Observe, Inc. today revamped the Hubble user interface to its observability platform that has been infused with generative artificial intelligence (AI).
Fresh from raising an additional $50 million in funding, Observe CEO Jeremy Burton said as the company’s software-as-a-service (SaaS) platform continues to be infused with AI using multiple large language models (LLMs), it’s becoming apparent that observability is rapidly becoming democratized.
Most IT organizations still rely primarily on legacy monitoring tools to track a set of predefined metrics. Observability platforms have arisen to aggregate metrics, logs and traces to enable DevOps teams to launch queries and surface the root cause of performance issues or IT incidents. The challenge is that most observability platforms have required IT teams to master a proprietary query language such as Observe’s RegEx.
However, with the rise of generative AI tools, it is now possible for IT professionals of all skill levels to employ a natural language chatbot to generate a RedEx query, noted Burton. A RegEx generation tool also parses data to add structure to logs on-the-fly, and there is also an OPAL Co-Pilot that generates OPAL code in response to natural language inputs.
The Hubble interface furthers those capabilities by simplifying the onboarding experience anytime there is a new member added to an IT team, he added. Hubble also expands the range of data access options available, including a public application programming interface (API), a command line interface (CLI), export to CSV and data sharing to the Snowflake cloud platform.
IT teams are also coping with an explosion of telemetry data generated by modern distributed applications based on microservices architectures. Legacy observability and monitoring tools were not designed for these data volumes, so when there is an incident, the mean-time-to-resolution (MTTR) is increasingly extended. In contrast, the Observe platform now features a ‘Live’ mode that enables data to be queried in 20 seconds or less from when it was created.
Other capabilities include an assistant embedded in Slack to help users troubleshoot issues and summarize threads for incident response.

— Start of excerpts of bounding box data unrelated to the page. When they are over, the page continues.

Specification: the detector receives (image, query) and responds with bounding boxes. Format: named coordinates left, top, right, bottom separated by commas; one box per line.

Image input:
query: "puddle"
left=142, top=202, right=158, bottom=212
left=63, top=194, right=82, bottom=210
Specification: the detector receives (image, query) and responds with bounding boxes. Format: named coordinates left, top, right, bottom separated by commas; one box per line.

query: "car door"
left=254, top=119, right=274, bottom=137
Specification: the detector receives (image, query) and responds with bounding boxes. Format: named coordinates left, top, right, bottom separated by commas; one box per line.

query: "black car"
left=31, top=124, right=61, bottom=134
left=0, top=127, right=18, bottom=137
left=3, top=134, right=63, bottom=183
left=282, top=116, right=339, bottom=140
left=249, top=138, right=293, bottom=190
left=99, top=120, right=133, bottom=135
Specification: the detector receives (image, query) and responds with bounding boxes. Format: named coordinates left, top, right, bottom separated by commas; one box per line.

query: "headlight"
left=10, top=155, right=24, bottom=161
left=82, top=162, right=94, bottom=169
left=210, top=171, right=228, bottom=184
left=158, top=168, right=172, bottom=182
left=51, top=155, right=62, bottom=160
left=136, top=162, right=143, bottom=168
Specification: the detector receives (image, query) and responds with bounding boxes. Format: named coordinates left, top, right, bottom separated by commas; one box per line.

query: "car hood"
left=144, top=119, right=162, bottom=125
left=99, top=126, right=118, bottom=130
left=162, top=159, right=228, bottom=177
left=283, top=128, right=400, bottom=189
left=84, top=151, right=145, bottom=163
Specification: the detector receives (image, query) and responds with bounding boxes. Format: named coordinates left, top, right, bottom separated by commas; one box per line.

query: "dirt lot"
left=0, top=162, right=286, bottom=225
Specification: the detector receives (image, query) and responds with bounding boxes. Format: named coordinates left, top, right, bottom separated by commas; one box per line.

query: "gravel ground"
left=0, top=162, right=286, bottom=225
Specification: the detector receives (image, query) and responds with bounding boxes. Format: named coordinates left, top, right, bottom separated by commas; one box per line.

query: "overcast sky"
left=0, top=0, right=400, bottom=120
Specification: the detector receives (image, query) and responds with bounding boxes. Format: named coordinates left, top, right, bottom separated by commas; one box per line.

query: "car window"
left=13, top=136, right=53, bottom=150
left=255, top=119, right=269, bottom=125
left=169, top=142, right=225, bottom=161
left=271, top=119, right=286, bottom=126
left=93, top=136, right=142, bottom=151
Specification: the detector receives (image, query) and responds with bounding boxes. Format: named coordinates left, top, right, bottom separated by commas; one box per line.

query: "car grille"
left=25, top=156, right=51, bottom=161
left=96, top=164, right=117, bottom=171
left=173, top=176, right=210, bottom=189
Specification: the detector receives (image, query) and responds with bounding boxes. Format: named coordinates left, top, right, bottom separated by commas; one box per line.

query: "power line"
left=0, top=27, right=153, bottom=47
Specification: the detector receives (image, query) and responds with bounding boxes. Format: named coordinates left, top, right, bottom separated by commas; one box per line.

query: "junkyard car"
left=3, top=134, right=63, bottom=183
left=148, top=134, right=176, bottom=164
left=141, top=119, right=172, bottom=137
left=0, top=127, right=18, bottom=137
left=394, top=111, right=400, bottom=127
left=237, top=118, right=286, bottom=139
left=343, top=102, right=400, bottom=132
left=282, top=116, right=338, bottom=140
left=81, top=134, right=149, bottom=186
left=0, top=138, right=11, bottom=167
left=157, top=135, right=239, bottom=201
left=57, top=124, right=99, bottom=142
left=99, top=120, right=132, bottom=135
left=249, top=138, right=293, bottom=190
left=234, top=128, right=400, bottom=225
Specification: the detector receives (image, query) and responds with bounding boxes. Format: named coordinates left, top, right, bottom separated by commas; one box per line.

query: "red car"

While it’s still early days as far as the adoption of observability platforms are concerned, there is already no shortage of options. The pending acquisition of Splunk by Cisco next year will cause more organizations to reevaluate their IT management options, so the pace at which organizations are transitioning to cloud-hosted observability platforms should increase, noted Burton. Even after the merger is completed, it might be several more months before Cisco integrates its AppDynamics platform with the observability platforms that Splunk added to its IT operational analytics platform, he added.
In the meantime, IT environments are only going to become more complex. It won’t be feasible for most IT teams to manage highly distributed computing environments without some help from AI. The challenge, as always, will be finding the budget dollars needed to deploy an observability platform before the number of increased IT incidents makes the need for one painfully obvious.